Flowers, a denim bag, and a good book or two

 

I thought I'd start with these beautiful flowers.  A few, like the extravagant peony and the astrantia, are from my garden but most off the allotment.  I'll never make a flower arranger, will I?
My technique is pretty much 'shove them in a vase and make sure there's water in it'.  I admire anyone who can artfully arrange flowers, it's a real skill to get the balance right.
I've been doing a few crafty things lately, some more fulfilling than others.  
This bundle of rags is actually a tangle of zips.  The clothes were from charity shops, and I've harvested the rest of the dresses, etc for my fabric stash.  I've been saving the zips, and finally got around to unpicking the material around them.  It makes sense to save them, not that I'm a dressmaker but occasionally I get the urge to make a zip up pouch or two.  
There were several hooks & eyes too, squirrelled away for future projects.  
Another charity shop purchase was this denim dress.  I was hoping to wear it, but it's one size too small for me.  Snug rather than baggy.  A shame because I do appreciate a dress with pockets.  Anyway, I decided to make a denim tote bag from it.  I cut off the hem as it's too bulky for my moody-teenager of a sewing machine to deal with.  That hem became the bag's strap, and I added a stripy binding too.  
The denim's sturdy and handsome enough that it doesn't need lining.  I might add a pocket on the inside for keys and coins, so they don't disappear into the depths of the bag when it's filled with shopping.  
The strap's got a raw edge along one side of it, so I blanket-stitched that to stop it fraying too much, and have appliqued on a couple of patches.  I think I might try and gradually add patches along the length of the strap, but there's no rush.  The bag's perfectly usable in the meantime.  
I've a section of the denim dress left over, and will have to decide what to do with that.  Make a little denim purse perhaps?  
Moving to the subject of books, I finished this one yesterday.  It's an odd book.  Enjoyable and worth reading but it's a strange hybrid of a Regency romp - aristocratic lady meets tall, dashing aristocrat turned highwayman - and also a feminist commentary on the treatment of women and girls in 1800s England.  Their legal status, the evils of forced child prostitution, the disgusting treatment of 'mad' women in asylums.  So you get the Mills & Boon style swooning-in-his-rugged-yet-tender-arms but also serious discussion about the lack of legal rights of women to property, employment and basic safety.  I'm not sure the two strands mesh comfortably together, but there's still a lot to admire here and I'm glad I read it.  

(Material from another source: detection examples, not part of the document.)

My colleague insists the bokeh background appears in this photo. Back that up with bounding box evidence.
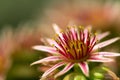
[0,0,120,80]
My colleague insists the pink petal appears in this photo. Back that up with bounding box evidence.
[46,38,55,46]
[53,24,64,39]
[42,62,65,78]
[98,52,120,57]
[85,25,92,32]
[53,24,61,34]
[78,62,89,76]
[87,55,113,62]
[55,63,74,78]
[46,38,64,52]
[97,32,110,40]
[32,45,57,54]
[31,56,61,66]
[93,37,120,50]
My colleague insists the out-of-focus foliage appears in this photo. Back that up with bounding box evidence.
[0,0,120,80]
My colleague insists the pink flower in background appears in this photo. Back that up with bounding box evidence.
[31,24,120,79]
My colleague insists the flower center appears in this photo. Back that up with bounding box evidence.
[65,40,88,61]
[55,27,96,62]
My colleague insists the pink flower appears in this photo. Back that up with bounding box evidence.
[31,24,120,79]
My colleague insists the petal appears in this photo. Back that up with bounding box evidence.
[46,38,64,52]
[98,52,120,57]
[53,24,61,34]
[46,38,55,46]
[85,25,92,32]
[87,55,113,62]
[55,63,74,78]
[41,62,65,78]
[97,32,110,40]
[32,45,57,54]
[78,62,89,76]
[93,37,120,50]
[31,56,61,66]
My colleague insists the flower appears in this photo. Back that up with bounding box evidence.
[31,24,120,79]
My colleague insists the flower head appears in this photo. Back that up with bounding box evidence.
[31,24,120,78]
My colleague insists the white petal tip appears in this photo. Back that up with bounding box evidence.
[32,46,38,50]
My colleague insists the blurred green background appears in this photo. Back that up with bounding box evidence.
[0,0,120,80]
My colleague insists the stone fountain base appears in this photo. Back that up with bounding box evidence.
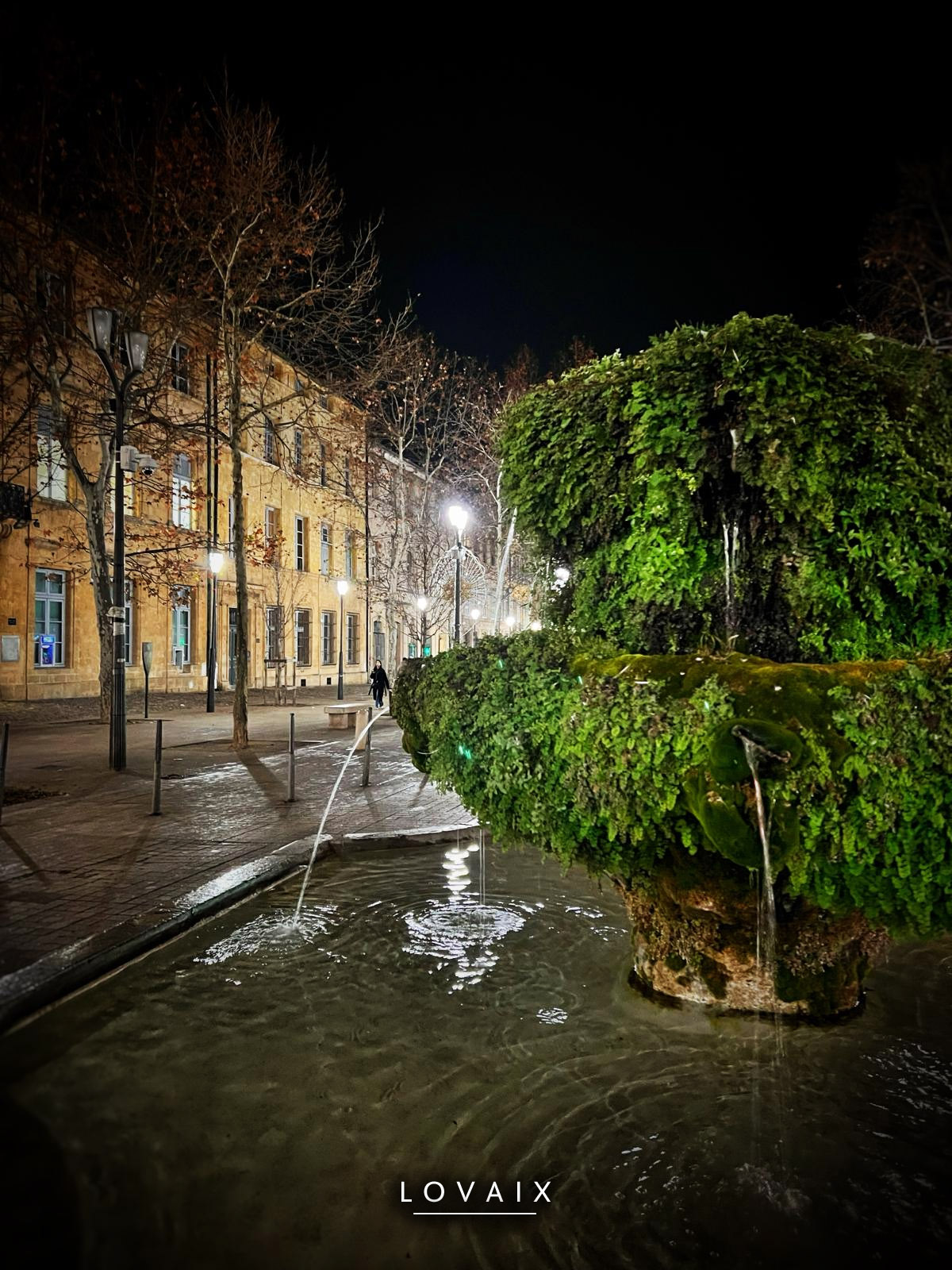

I'm moving back to more familiar ground with the next book pulled from my overly-full To Be Read pile.  Tudor England, spring 1543 and obese, irascible King Henry VIII has his covetous eyes on Catherine Parr for wife number 6.  (Run for the hills, Catherine!  Don't do it!  Though of course she did.  The poor woman would've had no choice.)  The book's C.J. Sansom 'Revelation'.  The cover blurb tells me 'Don't expect to put the book down until you've seen it through to the apocalyptic finale'.  Let's hope it lives up to that hype.  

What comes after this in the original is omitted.